Aspects of study design and method are noted. This is a single institution study, but the case could be made that no single or even multi-institutional study is sufficiently generalizable. There may be differences across the United States, but lung cancer patients share common features, namely, it is largely a disease of smoking and aging. The state from which these patients came has among the highest smoking rates in the U.S. (21.1 % vs. 14 %) and is the 44th lowest in the nation for lung cancer mortality. Also, 50 % of the patients were from rural Appalachia counties. Unlike the majority of lung clinical trials [98], there were no age or functional status exclusions.
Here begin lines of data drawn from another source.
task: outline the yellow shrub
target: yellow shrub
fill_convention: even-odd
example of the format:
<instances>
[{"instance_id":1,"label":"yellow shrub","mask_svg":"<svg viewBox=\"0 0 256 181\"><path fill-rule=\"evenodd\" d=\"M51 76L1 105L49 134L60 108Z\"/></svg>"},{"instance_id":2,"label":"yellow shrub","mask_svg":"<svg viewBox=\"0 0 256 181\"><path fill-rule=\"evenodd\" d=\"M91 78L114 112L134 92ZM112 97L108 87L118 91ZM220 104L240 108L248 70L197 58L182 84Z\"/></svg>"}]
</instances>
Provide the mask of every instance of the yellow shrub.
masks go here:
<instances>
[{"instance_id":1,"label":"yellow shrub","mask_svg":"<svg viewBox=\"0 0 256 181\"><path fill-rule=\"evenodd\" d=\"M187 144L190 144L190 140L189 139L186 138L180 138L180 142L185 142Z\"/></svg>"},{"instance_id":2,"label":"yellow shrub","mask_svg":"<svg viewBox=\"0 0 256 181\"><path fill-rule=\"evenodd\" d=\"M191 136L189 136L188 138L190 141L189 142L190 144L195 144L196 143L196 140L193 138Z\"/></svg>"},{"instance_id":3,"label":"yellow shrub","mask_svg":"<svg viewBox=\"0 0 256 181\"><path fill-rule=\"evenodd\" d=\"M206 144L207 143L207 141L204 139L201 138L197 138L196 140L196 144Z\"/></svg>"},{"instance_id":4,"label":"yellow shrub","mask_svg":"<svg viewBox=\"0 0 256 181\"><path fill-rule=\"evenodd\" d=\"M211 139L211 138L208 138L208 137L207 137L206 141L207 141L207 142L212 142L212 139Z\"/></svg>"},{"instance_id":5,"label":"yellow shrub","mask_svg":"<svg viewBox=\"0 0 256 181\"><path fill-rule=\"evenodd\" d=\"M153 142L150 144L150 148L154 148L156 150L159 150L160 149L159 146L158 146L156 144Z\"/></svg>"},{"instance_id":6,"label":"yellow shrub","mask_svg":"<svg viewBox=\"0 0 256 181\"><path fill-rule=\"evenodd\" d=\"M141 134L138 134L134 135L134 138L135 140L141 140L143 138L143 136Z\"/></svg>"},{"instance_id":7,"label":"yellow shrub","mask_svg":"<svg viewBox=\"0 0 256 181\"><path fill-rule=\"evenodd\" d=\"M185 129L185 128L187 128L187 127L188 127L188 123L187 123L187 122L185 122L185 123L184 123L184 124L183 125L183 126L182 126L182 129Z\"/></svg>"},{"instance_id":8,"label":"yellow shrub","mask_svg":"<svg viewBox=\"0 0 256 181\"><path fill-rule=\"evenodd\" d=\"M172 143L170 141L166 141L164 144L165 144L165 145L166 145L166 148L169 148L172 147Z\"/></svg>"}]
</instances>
Regarding the method, diagnostic interviews for depression and anxiety were not used. Yet, the items for both the PHQ-9 and GAD-7 are those of the DSM criteria and both have extensive literatures showing their convergence with interview determinations of MDD and GAD [33,45,99-101]. Supplementing measures for conceptually similar (though not overlapping) constructs—hopelessness and traumatic stress—added description and enhanced the validity of grouping patients into moderate and severe symptom groups. The remaining measures provided descriptive breadth to the difficult circumstances of these patients.
5. Conclusions
The present data speak to the immediate struggles facing patients with advanced NSCLC in the days of diagnosis and the critical importance of screening for depressive symptoms during this period. Patients with significant depressive symptoms display a constellation of anxiety symptoms, traumatic stress, impaired functional status, and physical symptoms—factors that may further exacerbate and/or maintain depression. Given the survival benefits of targeted and immunotherapies, it is crucially important to provide referral and follow-up mental health care to improve the quality of life of patients with depression and aid them to engage in and benefit from new therapies. Without appropriate referral and care, patients’ understanding of their disease will be suboptimal, decision-making and engagement in treatment will be impaired [10,102], tolerance of symptoms and treatment side effects will be lowered, and motivation and efforts to maintain functional status will decline [9,10,103,104].
Acknowledgements
This work was supported by The Ohio State University Comprehensive Cancer Center Pelotonia (BLA, SBL, DPC, PGS), the National Cancer Institute through The Ohio State University K12 Training Grant for Clinical Faculty Investigators (CJP, K12CA133250), and the Beating Lung Cancer in Ohio study. We thank the patients for their participation.
Footnotes
Declaration of Competing Interest
Barbara L. Andersen, Stephen B. Lo, and Peter G. Shields received funding from The Ohio State University Comprehensive Cancer Center Pelotonia. In addition to Peletonia, David P. Carbone reports personal fees from Abbvie, Adaptimmune, Agenus, Amgen, Ariad, AstraZeneca, Boehringer-Ingelheim, EMD Serono, Inc., Foundation Medicine, Genentech/Roche, Gritstone, Guardant Health, Helsinn, Incyte, Inivata, Inovio, Janssen, Kyowa Kirin, Loxo Oncology, Merck, MSD, Nexus Oncology, Novartis, Palobiofarma, Pfizer, prIME Oncology, Stemcentrx, and Takeda Oncology, and research funding and personal fees from Bristol Myers-Squibb (BMS). Carolyn J. Presley received funding from the National Cancer Institute through The Ohio State University K12 Training Grant for Clinical Faculty Investigators (K12CA133250). Thomas R. Valentine has no declarations of interest.